Think it could be possible to remove the feature that Disconnects you for timing out? 

I walked away a lot from my PC and last night I always came back to it and was out of the room b/c of timing out. 

Maybe allow people to be in the chat room with a status of "Away" so they can stay in the chat room and not miss anything said while they walk away as they can scroll up when they get back.....


----------



## Tom Robertson (Nov 15, 2005)

We're looking into that to find and remove the cause. Alas, we didn't solve it yet.


----------



## James Long (Apr 17, 2003)

For information: The timeout is about 35 minutes and even affects moderators.
Any activity within the applet apparently resets the timer ... even scrolling back.
You just have to not stay away so long!


----------



## Sgt. Slaughter (Feb 20, 2009)

ahh, yeah just thought it would only take loging into the addonchat.com account and changing the settings in the control panel for the chat room.

Yeah last night I loaded it up and went out for the night and when i came back it was timmed out so i had no idea what all had been said while I was out.

anyway thanks for the response's Tom & James.


----------



## Tom Robertson (Nov 15, 2005)

Sgt. Slaughter said:


> ahh, yeah just thought it would only take loging into the addonchat.com account and changing the settings in the control panel for the chat room.
> 
> Yeah last night I loaded it up and went out for the night and when i came back it was timmed out so i had no idea what all had been said while I was out.
> 
> anyway thanks for the response's Tom & James.


There are several people to thank, by the way. They helped things last week both as moderators and normal members:
VOS
HDTVSportsfan
Gulfwarvet
Houskamp
MicroBeta
(and I know I'm leave off a few people. I'd be more than happy to add you in.)

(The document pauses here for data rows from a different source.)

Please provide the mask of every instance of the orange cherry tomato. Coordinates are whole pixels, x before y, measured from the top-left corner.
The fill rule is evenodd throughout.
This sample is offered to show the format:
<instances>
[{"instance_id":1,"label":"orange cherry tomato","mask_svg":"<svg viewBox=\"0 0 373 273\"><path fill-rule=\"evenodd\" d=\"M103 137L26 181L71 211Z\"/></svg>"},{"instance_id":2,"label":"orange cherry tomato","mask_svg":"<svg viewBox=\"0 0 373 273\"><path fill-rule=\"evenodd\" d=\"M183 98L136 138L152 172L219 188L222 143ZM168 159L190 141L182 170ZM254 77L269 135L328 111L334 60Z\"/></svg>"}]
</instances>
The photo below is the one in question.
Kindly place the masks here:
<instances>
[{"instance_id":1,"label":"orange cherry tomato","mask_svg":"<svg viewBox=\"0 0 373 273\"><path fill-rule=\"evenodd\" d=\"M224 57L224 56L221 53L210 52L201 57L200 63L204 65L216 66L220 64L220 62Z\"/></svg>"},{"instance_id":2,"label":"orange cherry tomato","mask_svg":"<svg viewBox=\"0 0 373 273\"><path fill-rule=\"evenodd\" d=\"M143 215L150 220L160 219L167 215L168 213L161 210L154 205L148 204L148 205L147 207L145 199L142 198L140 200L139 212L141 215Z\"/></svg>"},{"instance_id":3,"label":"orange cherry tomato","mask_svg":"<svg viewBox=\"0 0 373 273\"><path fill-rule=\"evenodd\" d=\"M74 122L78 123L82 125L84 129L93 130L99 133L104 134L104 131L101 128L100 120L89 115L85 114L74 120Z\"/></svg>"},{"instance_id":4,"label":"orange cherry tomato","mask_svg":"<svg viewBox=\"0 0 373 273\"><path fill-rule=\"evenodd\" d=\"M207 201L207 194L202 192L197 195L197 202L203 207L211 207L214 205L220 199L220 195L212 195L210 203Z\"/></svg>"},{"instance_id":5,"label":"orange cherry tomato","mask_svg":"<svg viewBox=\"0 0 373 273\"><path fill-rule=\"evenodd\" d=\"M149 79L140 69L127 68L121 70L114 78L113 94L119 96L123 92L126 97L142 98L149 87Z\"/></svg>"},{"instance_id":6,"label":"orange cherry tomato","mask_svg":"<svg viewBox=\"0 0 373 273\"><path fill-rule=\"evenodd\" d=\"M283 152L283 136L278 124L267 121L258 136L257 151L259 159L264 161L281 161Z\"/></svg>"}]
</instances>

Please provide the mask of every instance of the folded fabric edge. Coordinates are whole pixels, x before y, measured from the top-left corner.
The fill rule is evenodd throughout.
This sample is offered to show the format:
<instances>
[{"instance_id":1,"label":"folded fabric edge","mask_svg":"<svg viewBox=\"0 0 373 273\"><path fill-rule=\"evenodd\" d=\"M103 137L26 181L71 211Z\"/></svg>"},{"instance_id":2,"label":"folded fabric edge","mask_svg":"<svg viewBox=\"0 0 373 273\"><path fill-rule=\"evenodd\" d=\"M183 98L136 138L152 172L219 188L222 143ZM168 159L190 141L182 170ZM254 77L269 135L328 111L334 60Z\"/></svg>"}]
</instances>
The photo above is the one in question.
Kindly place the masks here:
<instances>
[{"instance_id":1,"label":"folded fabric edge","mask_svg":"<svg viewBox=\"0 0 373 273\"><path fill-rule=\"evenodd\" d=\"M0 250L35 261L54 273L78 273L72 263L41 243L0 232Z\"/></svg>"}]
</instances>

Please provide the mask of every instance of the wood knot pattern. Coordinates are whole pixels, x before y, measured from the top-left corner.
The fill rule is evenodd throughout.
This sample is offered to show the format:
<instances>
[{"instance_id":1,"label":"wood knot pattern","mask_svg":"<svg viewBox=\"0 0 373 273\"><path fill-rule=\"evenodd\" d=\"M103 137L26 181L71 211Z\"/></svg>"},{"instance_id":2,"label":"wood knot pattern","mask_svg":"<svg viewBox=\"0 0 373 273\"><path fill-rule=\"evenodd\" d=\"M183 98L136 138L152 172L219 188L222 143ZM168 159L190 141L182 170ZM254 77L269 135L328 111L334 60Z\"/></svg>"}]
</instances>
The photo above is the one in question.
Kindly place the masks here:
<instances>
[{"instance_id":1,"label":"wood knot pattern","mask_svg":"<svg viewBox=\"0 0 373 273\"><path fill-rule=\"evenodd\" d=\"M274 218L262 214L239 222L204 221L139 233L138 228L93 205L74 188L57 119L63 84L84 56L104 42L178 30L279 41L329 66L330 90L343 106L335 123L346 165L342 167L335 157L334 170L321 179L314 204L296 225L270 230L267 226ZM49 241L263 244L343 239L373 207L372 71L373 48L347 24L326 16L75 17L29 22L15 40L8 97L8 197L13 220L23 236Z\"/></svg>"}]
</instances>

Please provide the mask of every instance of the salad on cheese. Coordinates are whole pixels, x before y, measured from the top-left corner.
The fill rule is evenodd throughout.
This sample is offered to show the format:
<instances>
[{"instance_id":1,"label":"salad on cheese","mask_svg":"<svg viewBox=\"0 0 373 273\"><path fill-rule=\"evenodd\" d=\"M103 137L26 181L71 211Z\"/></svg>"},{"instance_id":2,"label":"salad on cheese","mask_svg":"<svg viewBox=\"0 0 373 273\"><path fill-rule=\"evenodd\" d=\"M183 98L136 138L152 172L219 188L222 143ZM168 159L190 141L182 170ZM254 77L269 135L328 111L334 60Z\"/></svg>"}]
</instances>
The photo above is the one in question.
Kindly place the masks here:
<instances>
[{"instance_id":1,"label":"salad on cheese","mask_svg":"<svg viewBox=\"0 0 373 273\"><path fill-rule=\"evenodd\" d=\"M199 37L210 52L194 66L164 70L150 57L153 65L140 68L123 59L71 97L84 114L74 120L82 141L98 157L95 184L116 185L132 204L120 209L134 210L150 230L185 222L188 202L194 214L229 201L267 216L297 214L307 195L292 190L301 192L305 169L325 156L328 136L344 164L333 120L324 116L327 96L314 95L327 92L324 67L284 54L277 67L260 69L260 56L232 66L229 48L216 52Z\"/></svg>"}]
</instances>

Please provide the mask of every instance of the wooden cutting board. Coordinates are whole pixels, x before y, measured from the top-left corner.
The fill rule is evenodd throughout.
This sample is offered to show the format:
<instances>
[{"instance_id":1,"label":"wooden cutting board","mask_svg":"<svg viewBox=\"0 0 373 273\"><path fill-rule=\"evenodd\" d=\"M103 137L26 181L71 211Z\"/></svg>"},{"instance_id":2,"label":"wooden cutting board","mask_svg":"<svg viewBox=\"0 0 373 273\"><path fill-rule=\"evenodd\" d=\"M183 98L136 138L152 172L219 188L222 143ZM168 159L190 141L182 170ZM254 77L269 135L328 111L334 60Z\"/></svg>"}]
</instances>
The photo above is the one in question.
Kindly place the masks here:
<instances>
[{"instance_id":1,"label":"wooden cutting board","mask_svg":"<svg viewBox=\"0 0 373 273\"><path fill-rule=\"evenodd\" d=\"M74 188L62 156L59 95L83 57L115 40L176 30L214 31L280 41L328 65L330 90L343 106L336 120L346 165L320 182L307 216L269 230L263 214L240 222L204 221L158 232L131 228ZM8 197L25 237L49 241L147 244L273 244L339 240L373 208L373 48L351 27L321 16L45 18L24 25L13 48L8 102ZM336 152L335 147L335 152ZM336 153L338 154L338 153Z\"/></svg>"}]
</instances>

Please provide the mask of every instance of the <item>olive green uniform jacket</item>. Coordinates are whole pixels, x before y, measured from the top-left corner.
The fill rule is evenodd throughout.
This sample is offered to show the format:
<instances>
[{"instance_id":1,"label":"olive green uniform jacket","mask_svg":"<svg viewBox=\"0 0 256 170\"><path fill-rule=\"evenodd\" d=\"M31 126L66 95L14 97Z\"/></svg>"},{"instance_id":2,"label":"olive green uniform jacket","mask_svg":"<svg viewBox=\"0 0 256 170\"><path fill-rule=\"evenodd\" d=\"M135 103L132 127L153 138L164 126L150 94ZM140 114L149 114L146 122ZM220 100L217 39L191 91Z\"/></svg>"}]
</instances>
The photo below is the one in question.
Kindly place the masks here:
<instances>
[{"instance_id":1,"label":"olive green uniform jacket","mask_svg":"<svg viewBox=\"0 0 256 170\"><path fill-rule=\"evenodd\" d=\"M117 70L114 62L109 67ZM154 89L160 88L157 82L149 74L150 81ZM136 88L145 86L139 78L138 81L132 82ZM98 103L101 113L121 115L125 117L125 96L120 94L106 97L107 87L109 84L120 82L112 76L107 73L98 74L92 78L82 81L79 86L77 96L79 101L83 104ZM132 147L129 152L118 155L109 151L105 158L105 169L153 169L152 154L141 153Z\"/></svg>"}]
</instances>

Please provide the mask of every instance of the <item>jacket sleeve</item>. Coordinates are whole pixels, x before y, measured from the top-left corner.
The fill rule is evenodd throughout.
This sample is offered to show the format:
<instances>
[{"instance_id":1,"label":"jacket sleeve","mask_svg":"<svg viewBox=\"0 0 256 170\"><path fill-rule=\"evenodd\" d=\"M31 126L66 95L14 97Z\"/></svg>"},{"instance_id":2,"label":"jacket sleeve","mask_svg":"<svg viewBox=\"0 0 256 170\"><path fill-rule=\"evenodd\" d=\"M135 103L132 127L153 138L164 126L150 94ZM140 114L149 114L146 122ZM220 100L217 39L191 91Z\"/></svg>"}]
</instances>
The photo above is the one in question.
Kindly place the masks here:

As well as a few moderators. That is how we found these kinds of issues and worked out most of them. 

Cheers,
Tom


----------



## Chris Blount (Jun 22, 2001)

I've made some changes to the chat room. Let me know if it still times out.

Thanks.


----------



## Sgt. Slaughter (Feb 20, 2009)

It was working fine last night as Mod's were not getting timed out as you saw.

I just went into the chat room and was in there for little over 1hr and had not gotten booted at all.

Seems to be working good now! Great job Chris!!

thanks


----------



## mhayes70 (Mar 21, 2006)

That's great. That is one thing I didn't like about this update.


----------



## Tom Robertson (Nov 15, 2005)

mhayes70 said:


> That's great. That is one thing I didn't like about this update.


As you can see, neither did we.


----------